Next time you have a check-up, you should ask how long you're going to live, and watch the doc's face. Nothing makes them look sicker than someone asking them that. Like, they think you might be setting them up for a law suit maybe - you've been to some other quack who's found cancer, so if you can get this one to miss that and send you out untreated, you can sue him for screwing up. Mal-practice, bigtime. That's what it looks like they're thinking, doctors, when you ask them a simple question like that.

Course, doctor'll say that's an impossible question to answer, and they're right. You could fall under a bus, you could eat something bad, no matter what the doctor says, of course you could, but the point is - you listening? - the point is, they should know. They should know how much use your heart still has in it, your liver, kidneys, lungs, all the little bits that have to keep ticking over to make the big bit, you, work.

A mechanic can give you a bloody good opinion about spark plugs and carburettors and fan belts and that, which is the same as all the pumping filtering squeezing bits and pieces inside us. Pretty much, anyway.

Doctors, people-mechanics, hate it, but. They "um" and they "ah", they do all that sidestepping stuff. Except... except when it seems like a chance to moralise, with someone like me, a bum, a street person, a derro, a loser, anything people call you without the slightest idea who you are or what you've done, 'cept they've made their minds up you're someone they can make their minds up about without knowing anything except whatever's in their heads already about people who look like you, me, I mean, someone sliding out of society's preferred order, someone who's sidestepped all the responsibility and 'making the grade' shit, someone who's just opted, opted for themselves, whether it's out, down, or deep inside, they've opted differently. Like me.

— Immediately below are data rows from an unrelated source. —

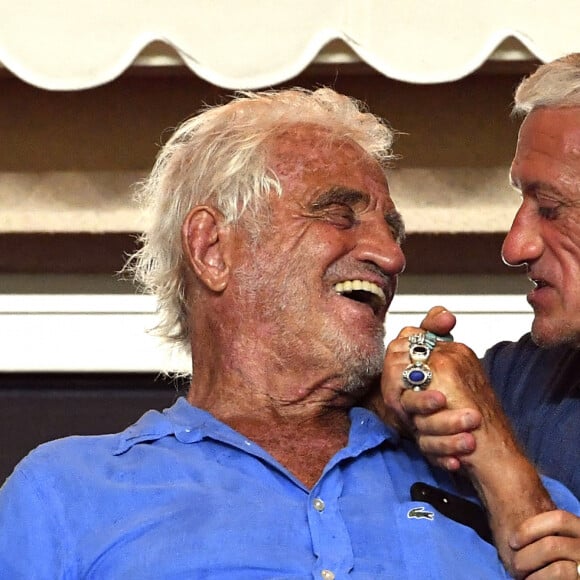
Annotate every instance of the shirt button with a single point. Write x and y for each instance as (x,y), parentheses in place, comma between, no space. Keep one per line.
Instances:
(318,505)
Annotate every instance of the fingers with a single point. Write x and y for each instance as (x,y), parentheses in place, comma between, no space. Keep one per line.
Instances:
(555,522)
(547,559)
(558,570)
(548,546)
(438,320)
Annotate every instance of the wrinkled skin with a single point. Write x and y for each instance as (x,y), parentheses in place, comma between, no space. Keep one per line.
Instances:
(452,422)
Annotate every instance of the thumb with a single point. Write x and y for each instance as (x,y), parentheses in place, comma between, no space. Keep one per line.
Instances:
(439,320)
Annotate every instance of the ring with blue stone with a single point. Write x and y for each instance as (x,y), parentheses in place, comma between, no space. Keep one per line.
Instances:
(417,376)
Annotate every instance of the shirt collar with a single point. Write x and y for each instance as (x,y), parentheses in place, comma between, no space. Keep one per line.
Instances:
(188,424)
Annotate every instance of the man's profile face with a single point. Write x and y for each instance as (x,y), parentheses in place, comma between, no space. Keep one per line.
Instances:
(545,233)
(334,226)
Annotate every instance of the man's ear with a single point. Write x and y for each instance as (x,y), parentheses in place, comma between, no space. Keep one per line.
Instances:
(206,244)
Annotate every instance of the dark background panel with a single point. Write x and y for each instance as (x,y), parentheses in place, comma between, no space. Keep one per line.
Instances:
(35,408)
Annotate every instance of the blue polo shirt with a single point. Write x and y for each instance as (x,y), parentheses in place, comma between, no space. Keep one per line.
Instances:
(179,495)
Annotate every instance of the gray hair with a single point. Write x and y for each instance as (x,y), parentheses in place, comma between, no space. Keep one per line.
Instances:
(219,158)
(554,84)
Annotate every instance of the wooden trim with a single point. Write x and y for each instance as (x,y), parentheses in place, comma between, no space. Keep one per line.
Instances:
(83,253)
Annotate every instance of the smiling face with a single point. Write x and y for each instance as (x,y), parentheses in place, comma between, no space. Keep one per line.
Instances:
(323,272)
(545,234)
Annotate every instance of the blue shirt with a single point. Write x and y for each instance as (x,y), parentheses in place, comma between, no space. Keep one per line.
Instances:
(179,495)
(539,390)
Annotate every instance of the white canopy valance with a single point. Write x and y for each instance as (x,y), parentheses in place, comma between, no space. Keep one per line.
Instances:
(248,44)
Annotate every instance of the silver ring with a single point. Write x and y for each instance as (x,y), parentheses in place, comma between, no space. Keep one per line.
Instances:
(419,352)
(417,338)
(417,376)
(432,338)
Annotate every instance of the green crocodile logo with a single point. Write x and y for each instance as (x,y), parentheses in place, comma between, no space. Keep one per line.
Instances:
(420,513)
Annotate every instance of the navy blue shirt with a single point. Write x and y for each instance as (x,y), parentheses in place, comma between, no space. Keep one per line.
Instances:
(179,495)
(540,392)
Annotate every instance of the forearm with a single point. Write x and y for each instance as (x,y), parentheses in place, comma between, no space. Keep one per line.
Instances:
(510,489)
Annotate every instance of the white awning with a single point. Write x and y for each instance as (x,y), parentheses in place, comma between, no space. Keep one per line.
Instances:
(249,44)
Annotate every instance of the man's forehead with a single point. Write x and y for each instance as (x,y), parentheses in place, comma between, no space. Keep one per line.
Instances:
(554,128)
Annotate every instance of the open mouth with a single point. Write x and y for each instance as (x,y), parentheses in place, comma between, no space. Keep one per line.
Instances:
(364,292)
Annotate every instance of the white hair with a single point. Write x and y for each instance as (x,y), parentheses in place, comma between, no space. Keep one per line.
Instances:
(554,84)
(219,158)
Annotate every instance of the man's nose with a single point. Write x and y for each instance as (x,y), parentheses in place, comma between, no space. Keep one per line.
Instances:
(377,245)
(523,243)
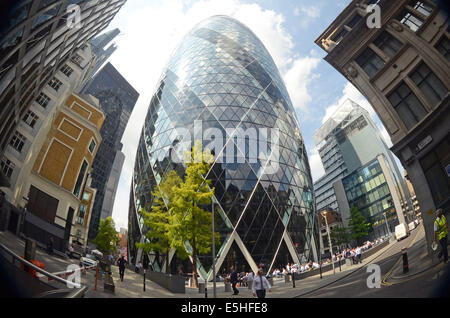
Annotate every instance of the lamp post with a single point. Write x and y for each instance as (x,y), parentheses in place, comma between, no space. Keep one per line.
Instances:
(329,240)
(213,251)
(385,219)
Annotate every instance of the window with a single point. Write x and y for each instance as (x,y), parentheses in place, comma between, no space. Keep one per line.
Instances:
(430,85)
(339,36)
(80,178)
(77,59)
(7,167)
(66,70)
(421,7)
(55,83)
(407,105)
(410,19)
(92,146)
(43,100)
(370,62)
(388,44)
(443,46)
(18,141)
(30,118)
(86,196)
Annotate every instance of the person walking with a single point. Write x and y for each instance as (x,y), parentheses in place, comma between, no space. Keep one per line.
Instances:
(50,245)
(234,280)
(358,255)
(260,285)
(441,233)
(121,262)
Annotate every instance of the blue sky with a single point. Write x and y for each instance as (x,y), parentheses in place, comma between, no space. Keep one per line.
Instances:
(151,30)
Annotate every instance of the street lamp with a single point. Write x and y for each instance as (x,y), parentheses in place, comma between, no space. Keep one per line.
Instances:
(385,219)
(329,240)
(213,251)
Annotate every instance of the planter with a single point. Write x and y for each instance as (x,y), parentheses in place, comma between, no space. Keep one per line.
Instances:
(173,283)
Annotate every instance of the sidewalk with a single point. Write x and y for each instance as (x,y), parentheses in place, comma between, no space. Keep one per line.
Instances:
(132,286)
(418,262)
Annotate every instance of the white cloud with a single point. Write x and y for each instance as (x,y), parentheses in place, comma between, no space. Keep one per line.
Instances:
(352,93)
(151,34)
(315,163)
(307,14)
(297,79)
(311,11)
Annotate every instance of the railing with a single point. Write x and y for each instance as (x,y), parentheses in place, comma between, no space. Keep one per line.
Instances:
(65,293)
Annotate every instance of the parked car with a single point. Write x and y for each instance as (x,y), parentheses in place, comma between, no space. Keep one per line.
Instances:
(88,260)
(401,232)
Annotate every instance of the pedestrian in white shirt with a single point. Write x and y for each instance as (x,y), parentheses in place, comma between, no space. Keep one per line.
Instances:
(260,285)
(358,255)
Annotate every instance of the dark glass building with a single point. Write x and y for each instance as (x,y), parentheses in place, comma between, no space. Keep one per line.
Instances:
(117,99)
(222,79)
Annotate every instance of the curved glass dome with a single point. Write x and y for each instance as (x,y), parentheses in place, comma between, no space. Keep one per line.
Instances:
(221,77)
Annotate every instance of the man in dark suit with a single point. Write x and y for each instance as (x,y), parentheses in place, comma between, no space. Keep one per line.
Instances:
(234,280)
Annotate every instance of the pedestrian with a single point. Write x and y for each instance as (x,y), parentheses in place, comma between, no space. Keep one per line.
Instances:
(260,285)
(50,245)
(358,255)
(234,280)
(121,262)
(441,233)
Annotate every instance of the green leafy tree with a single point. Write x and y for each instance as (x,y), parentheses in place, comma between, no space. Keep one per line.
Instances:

Opters, people like me, doctors love to tell you the bad news, talking slow like they learned from some teacher they hated who was just itching to belt them, they lecture us. It's as close as they can get to playing God, telling people like me how wrong we've gone, and how much wronger we can go if we don't stop this or that. And you have to listen, you have to play your part, otherwise you make them look like fools, and they spent six years or more at Uni to learn this doctor stuff. You don't want to make them feel bad, inadequate, so you listen. Like you know they wouldn't.

They wouldn't listen if you tell them how you got here, sitting opposite them at their desks, or up on an examination table with your stomach white and trembling, they just want to hear themselves say the stuff they figure they have a right to say because of the way you are and the way they are, and they won't take a warning if you give it to them anyway.

Even if I said it, "Things turn", because I have tried, they don't hear, they can't comprehend maybe, it's only two words, but somehow, what I know, my single simple truth just escapes them, the doctors and everyone else with a better idea of how the world is because they are successful in it and it glows for them brightly, all of them, why should they listen to me? Because, no way can I prove that I was once one of them, rode high, knew the right people, slept in the best suburb, could call on powerful friends for anything, favours, deals, little slivers of the 'who you know' world delivered fast as a courier can peddle, and then double that - huh! But I believed that, and the belief made everything possible, filled me with confidence, gave me power, gave me guts, gave me the go-ahead, and I took it, took it all, had it all, used it and grew sleek and smug, until, things turned.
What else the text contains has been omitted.